In June 2024, Nick Wilkerson and Sam Wilkerson announced on Instagram their departure from the band.

=== Blue Grape Music (2025–present) ===
On June 25, 2025, the remaining members of the band released a new single "Honestly" and announced the upcoming release of their fifth studio album Only Slightly Empty, released on Blue Grape Music on September 26, 2025.
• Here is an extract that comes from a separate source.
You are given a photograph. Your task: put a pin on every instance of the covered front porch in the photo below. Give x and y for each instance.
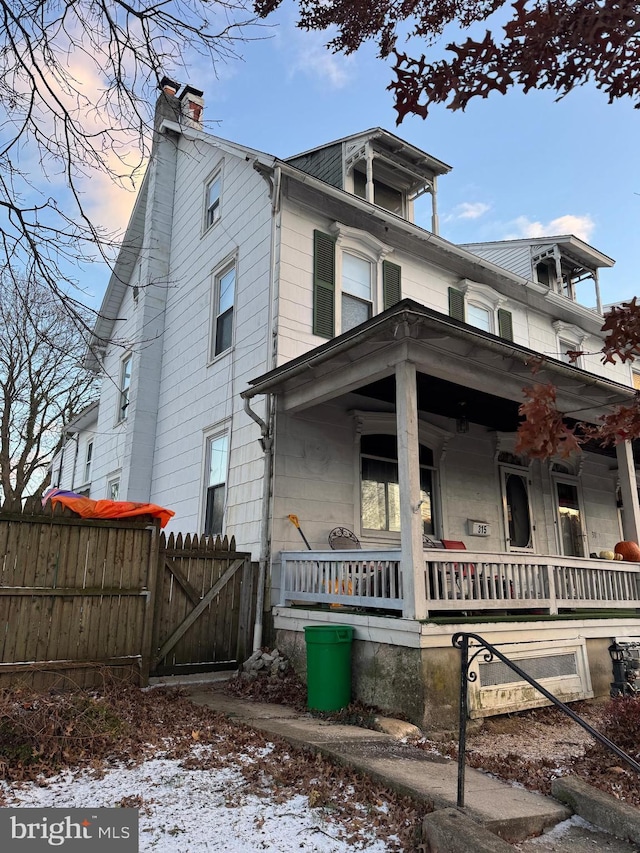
(403, 430)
After re-releasing the latter album as Only Slightly Expanded with 3 additional songs and performing a co-headlining tour with Drug Church, the band performed their final show on May 16, 2026, at the Mercury Ballroom in Louisville, Kentucky.

== Band members ==
- Former
- Tony Esposito – guitar, vocals (2012–2026)
- Ryan Hater – keyboard (2012–2026)
- Hunter Thompson – guitar, vocals (2016–2026)
- Nick Wilkerson – drums, percussion (2012–2024)
- Sam Wilkerson – bass (2012–2024)

==Discography==
=== Studio albums ===

| Title | Details | Peak chart positions |  |  |  |  |  |  |  |  |  |
| US Heat | US Indie |
| White Reaper Does It Again | Released: July 17, 2015; Label: Polyvinyl; Formats: CD, digital download, LP, cassette; | — | — |
| The World's Best American Band | Released: April 7, 2017; Label: Polyvinyl; Formats: CD, digital download, LP, cassette; | 7 | 34 |
| You Deserve Love | Released: October 18, 2019; Label: Elektra; Formats: CD, digital download, LP; | 11 | — |
| Asking for a Ride | Released: January 27, 2023; Label: Elektra; Formats: CD, digital download, LP, cassette; | — | — |
| Only Slightly Empty | Released: September 26, 2025; Label: Blue Grape Music; Formats: digital download, LP; | — | — |
"—" denotes album that did not chart or was not released

===EPs===

| Title | Details |
|---|---|
| Demo 2012 | Released: September 17, 2012; Label: Self-released; Formats: digital download; |
| White Aura | Released: October 31, 2012; Label: Self-released; Formats: CD-r, digital download; |
| White Reaper | Released: June 24, 2014; Label: Polyvinyl; Formats: CD, digital download, LP, cassette; |

=== Singles ===

List of singles, with selected chart positions, showing year released and album name
Title: Year; Peak chart positions; Album
US AAA: US Alt.; US Main.; US Rock; CAN Rock
"Make Me Wanna Die": 2015; —; —; —; —; —; White Reaper Does It Again
“I Don’t Think She Cares”: —; —; —; —; —
“Pills”: —; —; —; —; —
“Last 4th of July”: —; —; —; —; —
"Judy French": 2017; —; —; —; —; —; The World's Best American Band
"The World's Best American Band": —; —; —; —; —
"The Stack": —; —; —; —; —
"Might Be Right": 2019; 4; 1; 39; 6; 6; You Deserve Love
"Real Long Time": 19; 19; —; —; 27
"1F": —; —; —; —; —
"Pages": 2022; 1; 4; —; —; 3; Asking for a Ride
"Fog Machine": 2023; —; —; 33; —; —
"Shimmy" (feat. Spiritual Cramp): 2024; —; —; —; —; —; Non-album single
"Honestly": 2025; —; —; —; —; 31; Only Slightly Empty
"—" denotes a recording that did not chart or was not released in that territory.